Engineers maintaining data pipelines that feed ML models.

Prerequisites

Basic understanding of supervised ML (classification/regression).
Comfort with common metrics (precision, recall, MAE/MAPE).
Know how your model is served and where logs/metrics are stored.

Learning path

Understand drift types and why performance can degrade.
Choose monitoring windows, baselines, and thresholds.
Implement input/data drift checks and performance checks.
Alert, investigate, rollback or retrain.

Why this matters

In production, your model faces changing data and behavior. Without monitoring, silent failures cost money and trust.

Fraud models must catch new fraud patterns fast.
Recommendation models need to adapt to seasonal shifts.
Forecasting models must handle promotions and anomalies.

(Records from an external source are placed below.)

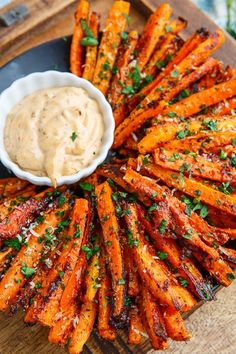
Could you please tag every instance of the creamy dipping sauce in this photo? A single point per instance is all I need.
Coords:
(54, 132)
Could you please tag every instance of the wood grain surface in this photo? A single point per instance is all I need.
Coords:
(214, 324)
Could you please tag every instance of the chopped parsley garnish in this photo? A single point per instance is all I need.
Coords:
(183, 282)
(27, 271)
(210, 124)
(162, 226)
(162, 255)
(225, 188)
(86, 186)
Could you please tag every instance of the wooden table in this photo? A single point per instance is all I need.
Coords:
(214, 324)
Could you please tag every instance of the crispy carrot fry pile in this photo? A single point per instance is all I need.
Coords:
(139, 242)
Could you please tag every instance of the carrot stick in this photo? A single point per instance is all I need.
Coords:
(136, 329)
(105, 330)
(208, 195)
(195, 166)
(197, 38)
(110, 228)
(77, 50)
(27, 259)
(153, 272)
(108, 49)
(153, 320)
(46, 304)
(195, 103)
(174, 325)
(124, 57)
(160, 100)
(165, 46)
(172, 253)
(91, 51)
(165, 132)
(154, 29)
(84, 327)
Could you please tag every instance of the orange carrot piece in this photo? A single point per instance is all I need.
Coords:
(153, 320)
(174, 325)
(45, 311)
(91, 51)
(153, 272)
(105, 330)
(110, 228)
(84, 327)
(27, 259)
(77, 51)
(195, 166)
(154, 29)
(136, 329)
(124, 57)
(108, 49)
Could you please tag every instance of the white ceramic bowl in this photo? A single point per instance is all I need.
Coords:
(37, 81)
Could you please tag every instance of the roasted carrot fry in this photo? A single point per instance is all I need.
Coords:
(25, 263)
(110, 228)
(163, 133)
(192, 43)
(124, 57)
(24, 215)
(61, 328)
(152, 32)
(105, 330)
(208, 195)
(172, 253)
(153, 272)
(189, 106)
(114, 26)
(77, 51)
(136, 328)
(166, 47)
(46, 305)
(196, 166)
(174, 325)
(84, 327)
(91, 51)
(159, 100)
(153, 320)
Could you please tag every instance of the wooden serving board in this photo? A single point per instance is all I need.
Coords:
(213, 324)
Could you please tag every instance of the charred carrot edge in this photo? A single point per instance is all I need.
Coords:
(61, 328)
(110, 228)
(153, 30)
(189, 106)
(204, 141)
(153, 320)
(105, 330)
(164, 132)
(197, 38)
(185, 267)
(225, 107)
(208, 195)
(140, 115)
(108, 48)
(24, 214)
(153, 272)
(162, 49)
(46, 304)
(124, 57)
(174, 325)
(91, 51)
(29, 256)
(197, 166)
(77, 50)
(136, 332)
(84, 327)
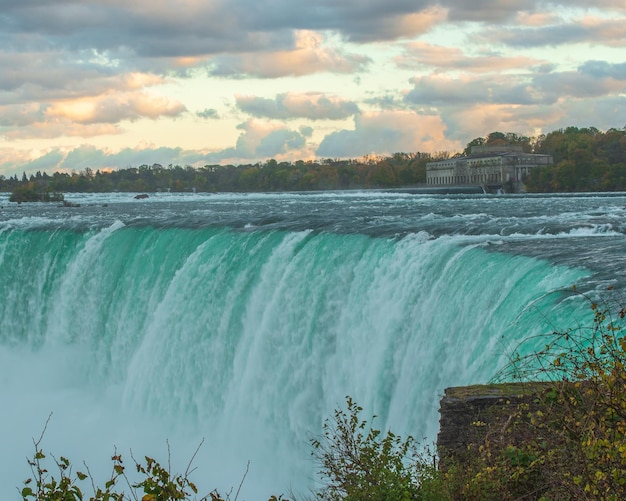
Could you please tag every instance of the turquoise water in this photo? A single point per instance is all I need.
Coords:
(245, 320)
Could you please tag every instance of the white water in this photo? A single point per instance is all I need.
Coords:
(132, 336)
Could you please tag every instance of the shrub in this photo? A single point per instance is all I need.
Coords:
(358, 462)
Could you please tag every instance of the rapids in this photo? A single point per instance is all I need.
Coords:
(246, 319)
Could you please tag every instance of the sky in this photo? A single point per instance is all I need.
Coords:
(115, 83)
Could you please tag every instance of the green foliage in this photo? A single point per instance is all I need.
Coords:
(585, 159)
(400, 169)
(157, 482)
(358, 462)
(570, 443)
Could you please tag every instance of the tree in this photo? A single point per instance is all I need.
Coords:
(357, 462)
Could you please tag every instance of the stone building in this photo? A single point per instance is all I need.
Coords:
(492, 167)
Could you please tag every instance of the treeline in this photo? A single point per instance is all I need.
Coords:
(401, 169)
(585, 159)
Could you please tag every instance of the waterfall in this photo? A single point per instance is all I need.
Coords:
(137, 335)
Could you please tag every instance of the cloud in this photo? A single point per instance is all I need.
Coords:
(262, 140)
(208, 114)
(115, 108)
(422, 54)
(385, 133)
(591, 30)
(311, 105)
(309, 55)
(590, 80)
(444, 91)
(485, 10)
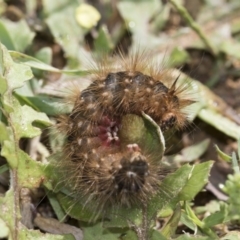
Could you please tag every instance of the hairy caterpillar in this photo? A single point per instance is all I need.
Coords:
(99, 163)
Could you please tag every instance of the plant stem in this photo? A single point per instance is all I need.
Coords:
(190, 21)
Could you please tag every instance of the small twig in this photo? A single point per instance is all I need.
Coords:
(190, 21)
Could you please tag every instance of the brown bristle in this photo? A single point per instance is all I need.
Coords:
(98, 163)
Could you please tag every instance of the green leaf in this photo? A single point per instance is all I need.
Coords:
(19, 35)
(4, 132)
(4, 230)
(49, 105)
(145, 132)
(169, 189)
(8, 212)
(98, 232)
(3, 168)
(223, 155)
(56, 206)
(179, 56)
(74, 208)
(65, 29)
(23, 118)
(217, 217)
(220, 122)
(35, 63)
(15, 74)
(196, 181)
(103, 43)
(233, 235)
(28, 234)
(170, 227)
(193, 152)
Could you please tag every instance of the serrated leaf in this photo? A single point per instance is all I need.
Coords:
(35, 63)
(169, 189)
(23, 118)
(197, 179)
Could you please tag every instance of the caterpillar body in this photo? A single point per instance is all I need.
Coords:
(99, 163)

Real tasks you will do on the job

Set up input drift alerts to catch schema and distribution shifts.
Track delayed performance (e.g., weekly labels) and proxy metrics until labels arrive.
Build runbooks to investigate alerts and decide rollback vs. retrain.

Concept explained simply

Concept drift is when the relationship between features and the target changes over time. Even if inputs look similar, the meaning of patterns can shift. Data/input drift is when feature distributions change; this often precedes or accompanies concept drift. Performance drift is the observed drop in model metrics in production.

Covariate shift: P(X) changes, P(y|X) same (inputs differ).
Prior/label shift: P(y) changes (class balance shifts).
Concept change: P(y|X) changes (the mapping changes).

Mental model

Imagine a river (data) feeding a water wheel (model). If the river’s flow changes (distribution), the wheel turns differently. If the wheel’s blades wear out (mapping), performance drops even if flow looks normal. Monitor both the river and the wheel’s output.

Key metrics and signals

Input/data drift: PSI, KS test, JS/KL divergence, mean/variance shift, missing rates, schema changes.
Target/performance: Precision/Recall/F1, ROC/PR AUC, MAE/MAPE/WAPE, calibration error, segment metrics.
Proxy signals when labels are delayed: score distribution drift, entropy, win-rate at a decision threshold, business outcomes lag (approximations).
Operational: latency, error rates, timeouts, feature freshness, data volume.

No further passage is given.